Mauro Colagreco, chef of Mirazur, the highest ranked restaurant in France, according to the World’s 50 Best restaurants, likes to showcase the ingredients that come from his location in Menton just on the border with Italy. At Chef Sache in Cologne, he presented three fish based dishes to showcase the quality of the ingredients of the area.
He opted to use collagen in different ways to show how this natural ‘gelatine or glue’ from fish can be used to bring out not only flavour but also creativity. He therefore uses fish or some pieces of fish, such as the offal, which might otherwise be thrown away. Colagreco said collagen could be used either as a glue or as an emulsion.
The first dish he presented was a classic fish soup which was turned into a gelatine and served with a langoustine from San Remo which is very typical of the region.
The Argentinian chef made a classic fish soup using onions, fennel and garlic. He aromatised it with saffron and, like in bouillabaisse, added orange skin and olive oil, tomatoes, cumin and pepper. Colagreco said that for this fish soup he likes to use small fish which would otherwise be thrown away.
Colagreco said that he adds monkfish to the stock because it has a lot of collagen. He lets the stock reduce by half and then places it in the fridge so that it becomes a jelly without any additive. “It is a stock which becomes a gelatine,” he said. He then brings it out to melt and then clears the stock using either a cloth or kitchen paper to remove impurities. The stock is left at room temperature and the clear stock is then placed in the serving dish. This is a technique that has been used for many years but it is only being rediscovered now. He says that once the stock is at room temperature it will become firm but will melt in the mouth very swiftly.

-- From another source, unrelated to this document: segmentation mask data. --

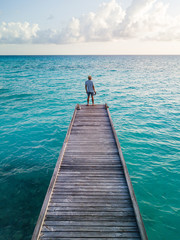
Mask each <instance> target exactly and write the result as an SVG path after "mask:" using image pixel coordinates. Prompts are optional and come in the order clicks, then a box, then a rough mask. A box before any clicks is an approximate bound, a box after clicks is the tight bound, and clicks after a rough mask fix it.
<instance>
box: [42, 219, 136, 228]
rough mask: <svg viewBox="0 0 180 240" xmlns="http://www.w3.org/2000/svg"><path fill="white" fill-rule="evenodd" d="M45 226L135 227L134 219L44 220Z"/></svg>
mask: <svg viewBox="0 0 180 240" xmlns="http://www.w3.org/2000/svg"><path fill="white" fill-rule="evenodd" d="M44 225H46V226H86V227H92V226H97V227H100V226H102V227H137V223H136V221H131V222H130V221H127V222H125V221H122V222H120V221H118V222H117V221H83V222H82V221H46V220H45V222H44Z"/></svg>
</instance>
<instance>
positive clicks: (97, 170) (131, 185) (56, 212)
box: [32, 105, 147, 240]
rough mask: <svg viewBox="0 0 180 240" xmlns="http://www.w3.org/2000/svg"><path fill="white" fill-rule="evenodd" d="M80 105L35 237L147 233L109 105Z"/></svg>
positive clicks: (63, 149) (123, 234) (111, 236)
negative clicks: (110, 113) (108, 108)
mask: <svg viewBox="0 0 180 240" xmlns="http://www.w3.org/2000/svg"><path fill="white" fill-rule="evenodd" d="M80 108H81V109H80V110H78V109H77V106H76V108H75V111H74V114H73V117H72V120H71V123H70V125H69V129H68V132H67V135H66V138H65V141H64V143H63V146H62V149H61V152H60V155H59V158H58V161H57V164H56V167H55V170H54V173H53V176H52V178H51V182H50V185H49V188H48V191H47V194H46V197H45V200H44V203H43V206H42V209H41V212H40V215H39V218H38V221H37V224H36V227H35V230H34V233H33V236H32V240H36V239H41V240H50V239H51V240H53V239H56V240H57V239H64V240H65V239H66V240H69V239H76V240H78V239H86V240H87V239H89V240H90V239H92V240H93V239H94V240H95V239H126V240H127V239H129V240H130V239H132V240H135V239H143V240H145V239H147V235H146V231H145V228H144V224H143V221H142V218H141V214H140V211H139V207H138V204H137V201H136V198H135V194H134V191H133V187H132V184H131V180H130V177H129V174H128V170H127V167H126V163H125V161H124V158H123V154H122V151H121V147H120V144H119V141H118V138H117V135H116V132H115V129H114V126H113V122H112V119H111V116H110V113H109V109H108V107H107V105H96V106H91V105H90V106H85V105H81V106H80Z"/></svg>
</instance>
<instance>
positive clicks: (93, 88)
mask: <svg viewBox="0 0 180 240" xmlns="http://www.w3.org/2000/svg"><path fill="white" fill-rule="evenodd" d="M93 90H94V92H95V94H96V90H95V87H94V85H93Z"/></svg>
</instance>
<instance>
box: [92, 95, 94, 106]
mask: <svg viewBox="0 0 180 240" xmlns="http://www.w3.org/2000/svg"><path fill="white" fill-rule="evenodd" d="M92 105H94V97H93V96H92Z"/></svg>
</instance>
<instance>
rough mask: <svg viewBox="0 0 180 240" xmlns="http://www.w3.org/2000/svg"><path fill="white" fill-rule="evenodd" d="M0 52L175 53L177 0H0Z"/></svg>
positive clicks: (110, 53)
mask: <svg viewBox="0 0 180 240" xmlns="http://www.w3.org/2000/svg"><path fill="white" fill-rule="evenodd" d="M0 54H1V55H3V54H180V1H177V0H171V1H170V0H126V1H125V0H121V1H120V0H91V1H87V0H86V1H85V0H31V1H29V0H28V1H22V0H14V1H12V0H6V1H4V0H3V1H2V0H0Z"/></svg>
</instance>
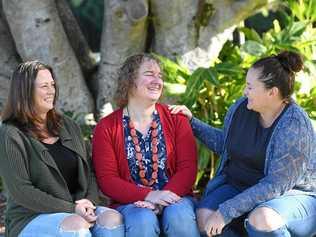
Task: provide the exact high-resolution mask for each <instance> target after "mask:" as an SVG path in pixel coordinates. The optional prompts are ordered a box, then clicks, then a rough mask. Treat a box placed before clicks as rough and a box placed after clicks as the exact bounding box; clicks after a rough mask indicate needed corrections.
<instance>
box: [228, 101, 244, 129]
mask: <svg viewBox="0 0 316 237" xmlns="http://www.w3.org/2000/svg"><path fill="white" fill-rule="evenodd" d="M246 102H247V98H246V97H241V98H239V99H238V100H237V101H236V102H235V103H233V104H232V105H231V106H230V107H229V108H228V111H227V113H226V116H225V119H224V126H225V127H227V125H229V124H230V123H231V120H232V117H233V115H234V114H235V112H236V110H237V109H238V108H239V107H240V106H241V105H243V104H245V103H246Z"/></svg>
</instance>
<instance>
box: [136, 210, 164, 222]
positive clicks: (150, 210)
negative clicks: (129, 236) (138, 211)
mask: <svg viewBox="0 0 316 237" xmlns="http://www.w3.org/2000/svg"><path fill="white" fill-rule="evenodd" d="M135 219H136V220H135V221H137V222H139V223H140V224H141V225H147V226H156V225H159V222H158V218H157V216H156V214H155V213H154V212H153V211H151V210H149V209H146V208H143V209H142V210H141V211H140V212H139V213H138V215H137V217H136V216H135Z"/></svg>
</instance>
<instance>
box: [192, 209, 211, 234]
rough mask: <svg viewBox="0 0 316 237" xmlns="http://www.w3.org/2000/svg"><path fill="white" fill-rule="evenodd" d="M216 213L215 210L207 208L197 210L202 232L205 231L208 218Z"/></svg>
mask: <svg viewBox="0 0 316 237" xmlns="http://www.w3.org/2000/svg"><path fill="white" fill-rule="evenodd" d="M213 213H214V211H212V210H209V209H207V208H200V209H197V211H196V217H197V223H198V227H199V230H200V232H204V231H205V224H206V221H207V219H208V218H209V217H210V216H211V215H212V214H213Z"/></svg>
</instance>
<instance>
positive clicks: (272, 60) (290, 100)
mask: <svg viewBox="0 0 316 237" xmlns="http://www.w3.org/2000/svg"><path fill="white" fill-rule="evenodd" d="M252 67H253V68H259V69H260V70H261V76H260V78H259V80H261V82H263V84H264V86H265V88H267V89H270V88H272V87H277V88H278V89H279V91H280V93H281V97H282V99H284V101H285V102H286V103H289V102H290V101H291V95H292V94H293V92H294V83H295V73H296V72H299V71H300V70H302V69H303V58H302V56H301V55H300V54H298V53H295V52H290V51H283V52H281V53H279V54H278V55H272V56H270V57H266V58H262V59H259V60H258V61H257V62H255V63H254V64H253V65H252Z"/></svg>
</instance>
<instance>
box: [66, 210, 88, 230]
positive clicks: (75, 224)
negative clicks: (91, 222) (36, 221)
mask: <svg viewBox="0 0 316 237" xmlns="http://www.w3.org/2000/svg"><path fill="white" fill-rule="evenodd" d="M60 227H61V229H62V230H65V231H79V230H82V229H89V228H90V227H91V224H90V223H89V222H87V221H86V220H85V219H84V218H82V217H81V216H79V215H75V214H74V215H71V216H68V217H66V218H65V219H64V220H63V221H62V223H61V225H60Z"/></svg>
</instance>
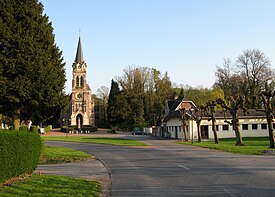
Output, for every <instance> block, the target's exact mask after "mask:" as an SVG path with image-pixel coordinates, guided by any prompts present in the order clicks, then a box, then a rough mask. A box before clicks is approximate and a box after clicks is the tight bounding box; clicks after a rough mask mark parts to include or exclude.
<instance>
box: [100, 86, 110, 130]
mask: <svg viewBox="0 0 275 197" xmlns="http://www.w3.org/2000/svg"><path fill="white" fill-rule="evenodd" d="M108 94H109V88H108V87H106V86H101V87H100V88H98V89H97V95H98V97H99V98H100V99H101V102H102V107H103V110H102V111H103V120H102V121H100V122H102V123H101V125H105V126H106V125H107V124H106V123H107V115H106V113H107V112H106V111H107V102H108Z"/></svg>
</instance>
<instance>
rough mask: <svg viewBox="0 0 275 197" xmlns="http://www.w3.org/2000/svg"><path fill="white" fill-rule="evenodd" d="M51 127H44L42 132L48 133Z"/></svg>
mask: <svg viewBox="0 0 275 197" xmlns="http://www.w3.org/2000/svg"><path fill="white" fill-rule="evenodd" d="M51 128H52V127H51V126H50V125H48V126H46V127H45V128H44V131H45V133H48V132H49V131H50V130H51Z"/></svg>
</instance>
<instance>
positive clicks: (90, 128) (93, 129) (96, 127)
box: [81, 125, 97, 132]
mask: <svg viewBox="0 0 275 197" xmlns="http://www.w3.org/2000/svg"><path fill="white" fill-rule="evenodd" d="M81 130H85V131H86V130H88V131H90V132H95V131H97V127H95V126H91V125H83V126H82V128H81Z"/></svg>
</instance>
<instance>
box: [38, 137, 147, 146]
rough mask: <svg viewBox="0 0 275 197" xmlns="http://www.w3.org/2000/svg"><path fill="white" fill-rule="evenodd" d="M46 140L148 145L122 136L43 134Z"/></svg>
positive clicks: (113, 144)
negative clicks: (117, 136) (81, 135)
mask: <svg viewBox="0 0 275 197" xmlns="http://www.w3.org/2000/svg"><path fill="white" fill-rule="evenodd" d="M43 139H45V140H56V141H67V142H86V143H95V144H109V145H116V146H146V144H145V143H143V142H140V141H136V140H131V139H122V138H107V137H82V136H69V137H67V138H66V137H65V136H64V137H63V136H43Z"/></svg>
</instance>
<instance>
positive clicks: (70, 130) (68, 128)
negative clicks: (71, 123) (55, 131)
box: [61, 126, 75, 133]
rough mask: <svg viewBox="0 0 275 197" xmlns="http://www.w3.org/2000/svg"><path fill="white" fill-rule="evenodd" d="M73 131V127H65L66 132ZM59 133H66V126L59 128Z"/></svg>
mask: <svg viewBox="0 0 275 197" xmlns="http://www.w3.org/2000/svg"><path fill="white" fill-rule="evenodd" d="M74 130H75V129H74V127H71V126H70V127H67V131H68V132H69V131H74ZM61 132H64V133H66V126H62V127H61Z"/></svg>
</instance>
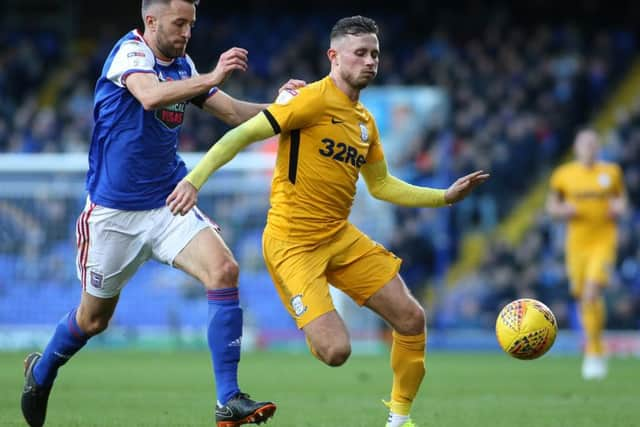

To it he adds salicorne and then the prawn. To cook the prawn, Colagreco heated oil at 45 degrees and then removed it from the stove to cook it very slowly. At that temperature the prawn remains translucent. “This is a celebration of marine cuisine so we decorate accordingly. We use borage flower to remind us that we are close to the sea,” he said.
The second dish he prepared was what he considers to be one of his best ever dishes (read interview with Mauro Colagreco on Food and Wine Gazette).
This was calamari with a bagna cauda sauce from Piemonte served with an artichoke puree and rice crackers with squid ink. For the rice crackers, he boils the arborio rice with five times the amount of water. He then cooks the rice until the water is absorbed. The rice has to be well done and then it is placed in a thermomix and mixed with the ink of the calamari. It is then placed on a Silpat mat and dried for between 8 to 9 hours at 55 degrees.
The artichoke puree is made by cooking the artichokes with thyme and bay leaf and lightly frying them.
He uses a calamari of around 1 kilo which would normally serve around 4 people. He cuts it open from one side and then starts cleaning it properly. “Calamari meat has between 15 and 20 per cent collagen. There is also more collagen in the tentacles,” he said.
He cuts the calamari across and then starts to cut them into very thin strips. The collagen will make them stick together again when cooked
Colagreco said that the calamari are normally cooked on a grill. He made sure that the strips were touching each other and when cooked, they stuck together again. The idea behind this dish is to be able to eat the calamari with just a fork.
For his last dish, Colagreco made a ragu of chickpeas and clams. The chickpeas were first pre-cooked. He then cooked them with some olive oil and shallots. “No aromas are added to the dish. He then added some clams and covered everything with a lid. Colagreco added some sea fennel oil . He used offal from cod (intestines which are full of collagen) and these dissolve immediately and then added some butter. “I mix this carefully to create an emulsion.”
He then finishes the dish with chives, sea fennel oil, lemon peel and drops of lemon oil and leaves to garnish.
Just the smell from the cooking was enough to make you want to visit his restaurant.